Where the Psalms Meet Heavy Metal


I've come to believe that even heavy metal is kind of like praying the Psalms, where you are crying out in a loud voice and moving through moments of great passion.

Those are the surprising words of renowned Chicago violinist and one-time prodigy Rachel Barton Pine. Besides being a Bach fan, Pine is a speed metal devotee. She had her dressmaker sew the logos of Led Zeppelin, Rush, ACDC, Anthrax, Metallica, Megadeath, and Slayer on her violin case. (Check out her album Stringendo: Storming the Citadel for a taste of her string interpretations of headbanging rock.)

On second thought, Pine’s comparison between the Psalmist’s cries of anger and anguish to metal music shouldn’t surprise us. Chicagoans will remember that when Pine was 20, the rising star’s violin case got caught in the doors of a Metra train. She was dragged some distance and one leg was severed by the train’s wheels.

I’m sure that both those metal bands and the Psalms connected to the emotional hell of her period of accident and recovery. I met Pine earlier this year at the University of Chicago’s Rockefeller Chapel where we were both participating in a performance of Franz Joseph Haydn’s The Seven Last Words of Christ. I offered the spoken meditation on “Into thy hands I commit my spirit,” and Pine played in the string quartet. Haydn’s music also touches the deepest moments of anguish and suffering. Violist Richard Young, who has been playing the piece for decades, told me after the performance that Pine had captured the work’s spirit perfectly.

Pine talks about her faith in God and its place in her music in a wonderful human-interest piece by Chicago religion journalist Judy Valente. The piece ran on this morning’s "Religion & Ethics Newsweekly." If you missed it, you can watch the video on their website.

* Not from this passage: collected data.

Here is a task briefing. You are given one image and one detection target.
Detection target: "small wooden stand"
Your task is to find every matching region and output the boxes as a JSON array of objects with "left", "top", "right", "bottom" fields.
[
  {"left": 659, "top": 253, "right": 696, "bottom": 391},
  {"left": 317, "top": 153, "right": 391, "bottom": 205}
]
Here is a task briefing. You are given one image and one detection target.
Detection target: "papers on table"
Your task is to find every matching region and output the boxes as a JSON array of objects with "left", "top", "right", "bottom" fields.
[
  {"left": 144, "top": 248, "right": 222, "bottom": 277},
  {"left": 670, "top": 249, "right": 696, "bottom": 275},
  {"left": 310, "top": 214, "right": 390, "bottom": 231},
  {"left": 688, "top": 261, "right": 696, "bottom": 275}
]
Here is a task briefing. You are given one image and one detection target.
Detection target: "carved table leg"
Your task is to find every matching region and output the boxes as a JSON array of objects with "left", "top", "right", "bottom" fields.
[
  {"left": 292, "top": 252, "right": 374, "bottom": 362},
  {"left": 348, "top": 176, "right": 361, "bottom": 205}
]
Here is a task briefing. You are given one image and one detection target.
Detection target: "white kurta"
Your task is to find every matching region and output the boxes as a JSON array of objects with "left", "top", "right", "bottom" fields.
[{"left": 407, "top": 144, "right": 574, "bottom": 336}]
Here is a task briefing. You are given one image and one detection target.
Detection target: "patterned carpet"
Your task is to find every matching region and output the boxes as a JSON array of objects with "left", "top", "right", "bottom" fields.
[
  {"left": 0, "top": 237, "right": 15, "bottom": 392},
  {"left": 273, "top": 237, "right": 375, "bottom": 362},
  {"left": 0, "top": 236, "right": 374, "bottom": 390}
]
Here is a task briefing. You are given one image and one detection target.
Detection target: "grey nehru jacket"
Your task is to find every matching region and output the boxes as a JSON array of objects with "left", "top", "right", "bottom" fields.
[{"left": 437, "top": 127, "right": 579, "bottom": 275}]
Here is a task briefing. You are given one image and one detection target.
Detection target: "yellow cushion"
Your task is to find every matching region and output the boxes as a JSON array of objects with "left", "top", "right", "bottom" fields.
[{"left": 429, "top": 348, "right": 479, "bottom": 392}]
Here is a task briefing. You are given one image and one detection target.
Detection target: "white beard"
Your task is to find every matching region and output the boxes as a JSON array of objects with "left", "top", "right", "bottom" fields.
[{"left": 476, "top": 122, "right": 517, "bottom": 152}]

The closing words belong Rachel Barton Pine:

The one thing I've learned is that the way to get through challenges is just to ask God not to change what's happening, not to make it OK, but just simply to be with me, be with me in the worst of times and to be with me in the best of times.


Related links:
Rachel Baron Pine
Religion & Ethics Newsweekly
The Vermeer Quartet

1 comment:

L.L. Barkat said...

Reminds me a little of a story from my father... he believes his first real prayer was an expletive cry of anger towards God that he expressed while still an atheist, as he drove away from the reality of his failed marriage.

A kind of heavy-metal prayer, if you will.